- Born: 1973 (age 52–53)
- Citizenship: Tanzanian
- Education: Western Michigan University, Southwest Michigan College
- Occupations: Pilot, Maintenance engineer, Business woman
- Known for: Founder of VIA Aviation
- Notable work: Providing support services for Private jets
- Awards: Young Global Leader (2011), Archbishop Tutu Fellow (2009)

= Susan Mashibe =

Tanzanian businesswoman (born 1973)

Susan Mashibe (born 1973) is a pioneering Tanzanian certified pilot, maintenance engineer and businesswoman who founded her own company, VIA Aviation, in 2003. It supports private jet aircraft with services such as refuelling, catering, cleaning and logistics. In 2011, she was recognized as a Young Global Leader by the World Economic Forum, and in 2013 was a speaker at the Bush Institute's African First Ladies Summit in Dar es Salaam.

==Early life==
Born in 1973 in Kigoma, a small town in western Tanzania, Susan Mashibe was the daughter of a civil servant. She was left with her grandmother after her parents flew to Dar es Salaam when she was four years old. Realizing that she would not be left behind if she could fly a plane herself, from that day on she dreamt of becoming a pilot. She spent her childhood in Mwanza on Lake Victoria.

After completing her school education in Tanzania, she went to Western Michigan University where she began training as a pilot when she was 19. While studying to improve her English, she entered a course on aircraft maintenance at Southwestern Michigan College qualifying as an FAA-certified airframe and power plant technician in 1996. She completed commercial pilot training in 2001.

==Career==
In conjunction with her studies in the United States, she worked for Duncan Aviation in Kalamazoo repairing turboprop engines.

After earning her commercial license, as a result of the September 11 attacks Mashibe had difficulty in finding work as a pilot. On the advice of a South African, she decided to open her own company providing ground services for private jets in Tanzania. In 2003, she launched Tanzanite Jet Center or TanJet with a small office at Dar es Salaam Airport. Her first client, Jacob Zuma who would later become president of South Africa, was so pleased with the quality of her services that she was soon handling all the private planes connected with the South African embassy.

Today Mashibe's company, now called VIA Aviation, provides support services for planes operated by company executives, the military and heads of state. Equipped with 80,000 sqft of hangar space, it was the first company in Tanzania and East Africa to offer logistical support services, including aircraft handling, clearances, security and fuel.

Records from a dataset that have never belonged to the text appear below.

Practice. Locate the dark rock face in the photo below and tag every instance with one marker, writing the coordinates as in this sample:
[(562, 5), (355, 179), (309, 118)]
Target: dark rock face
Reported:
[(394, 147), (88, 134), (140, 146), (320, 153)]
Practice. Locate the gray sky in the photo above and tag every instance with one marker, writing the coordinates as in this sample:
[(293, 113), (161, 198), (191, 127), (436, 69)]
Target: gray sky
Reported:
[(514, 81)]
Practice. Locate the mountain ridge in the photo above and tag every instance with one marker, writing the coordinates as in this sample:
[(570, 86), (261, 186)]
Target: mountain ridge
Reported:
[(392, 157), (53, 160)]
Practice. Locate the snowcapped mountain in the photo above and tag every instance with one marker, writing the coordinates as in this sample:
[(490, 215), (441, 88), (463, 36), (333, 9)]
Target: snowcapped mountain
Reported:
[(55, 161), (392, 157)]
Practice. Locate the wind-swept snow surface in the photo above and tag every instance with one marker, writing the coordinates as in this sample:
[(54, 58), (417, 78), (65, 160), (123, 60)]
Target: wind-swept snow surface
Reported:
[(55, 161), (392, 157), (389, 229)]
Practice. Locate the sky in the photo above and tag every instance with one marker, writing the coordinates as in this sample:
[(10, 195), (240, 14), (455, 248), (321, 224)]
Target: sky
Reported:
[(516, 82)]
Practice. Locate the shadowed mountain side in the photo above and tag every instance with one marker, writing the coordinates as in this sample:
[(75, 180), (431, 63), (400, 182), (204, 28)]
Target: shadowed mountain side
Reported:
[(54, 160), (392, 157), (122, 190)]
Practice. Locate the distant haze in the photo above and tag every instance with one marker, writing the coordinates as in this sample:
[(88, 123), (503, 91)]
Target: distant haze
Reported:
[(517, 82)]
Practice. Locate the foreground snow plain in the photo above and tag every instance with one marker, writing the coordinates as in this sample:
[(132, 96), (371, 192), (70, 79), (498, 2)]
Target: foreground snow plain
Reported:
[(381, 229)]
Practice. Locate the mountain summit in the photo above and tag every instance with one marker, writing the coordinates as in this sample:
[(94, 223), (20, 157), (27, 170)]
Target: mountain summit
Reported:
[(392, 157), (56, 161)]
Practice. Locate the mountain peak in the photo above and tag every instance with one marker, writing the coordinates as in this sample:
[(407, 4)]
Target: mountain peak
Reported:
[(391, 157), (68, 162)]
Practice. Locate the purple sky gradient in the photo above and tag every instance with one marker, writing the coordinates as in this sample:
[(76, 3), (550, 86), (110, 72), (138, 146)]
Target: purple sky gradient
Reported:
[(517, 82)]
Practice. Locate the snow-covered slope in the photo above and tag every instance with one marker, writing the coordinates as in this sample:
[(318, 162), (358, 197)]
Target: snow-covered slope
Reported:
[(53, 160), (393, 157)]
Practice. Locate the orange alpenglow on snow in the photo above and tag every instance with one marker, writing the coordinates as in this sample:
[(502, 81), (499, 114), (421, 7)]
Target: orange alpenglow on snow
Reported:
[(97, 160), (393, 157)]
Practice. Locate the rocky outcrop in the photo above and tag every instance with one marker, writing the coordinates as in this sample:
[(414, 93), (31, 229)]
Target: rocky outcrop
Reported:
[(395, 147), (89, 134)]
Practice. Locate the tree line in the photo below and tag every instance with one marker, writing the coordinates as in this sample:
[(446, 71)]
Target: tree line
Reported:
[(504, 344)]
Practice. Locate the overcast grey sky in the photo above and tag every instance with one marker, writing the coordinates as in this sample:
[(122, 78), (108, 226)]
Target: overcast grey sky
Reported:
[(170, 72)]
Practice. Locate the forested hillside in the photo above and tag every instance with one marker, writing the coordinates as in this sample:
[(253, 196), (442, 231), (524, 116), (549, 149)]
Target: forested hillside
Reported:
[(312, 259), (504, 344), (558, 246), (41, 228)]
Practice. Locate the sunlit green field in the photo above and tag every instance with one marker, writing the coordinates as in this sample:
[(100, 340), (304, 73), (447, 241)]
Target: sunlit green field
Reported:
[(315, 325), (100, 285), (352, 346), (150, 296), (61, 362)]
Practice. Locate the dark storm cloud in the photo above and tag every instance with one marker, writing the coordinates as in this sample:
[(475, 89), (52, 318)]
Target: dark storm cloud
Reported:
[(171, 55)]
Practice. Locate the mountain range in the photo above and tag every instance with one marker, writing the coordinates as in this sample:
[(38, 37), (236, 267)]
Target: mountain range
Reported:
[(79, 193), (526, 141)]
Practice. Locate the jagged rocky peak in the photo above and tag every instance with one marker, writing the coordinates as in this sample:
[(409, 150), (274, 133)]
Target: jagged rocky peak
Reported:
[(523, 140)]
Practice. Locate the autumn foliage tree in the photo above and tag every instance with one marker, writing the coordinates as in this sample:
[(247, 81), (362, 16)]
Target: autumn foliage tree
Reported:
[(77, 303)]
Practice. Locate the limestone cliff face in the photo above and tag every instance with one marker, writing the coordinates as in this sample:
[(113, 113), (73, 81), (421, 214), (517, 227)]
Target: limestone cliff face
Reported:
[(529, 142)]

Mashibe also heads Universal Africa Logistic Ltd. and Kilimanjaro Aviation Logistics Centre, handling authorizations for private jets throughout Africa. In addition to her professional duties, she strives to promote the inclusion of mathematics and science subjects in education programmes giving particular attention to girls in Tanzania's primary and secondary schools.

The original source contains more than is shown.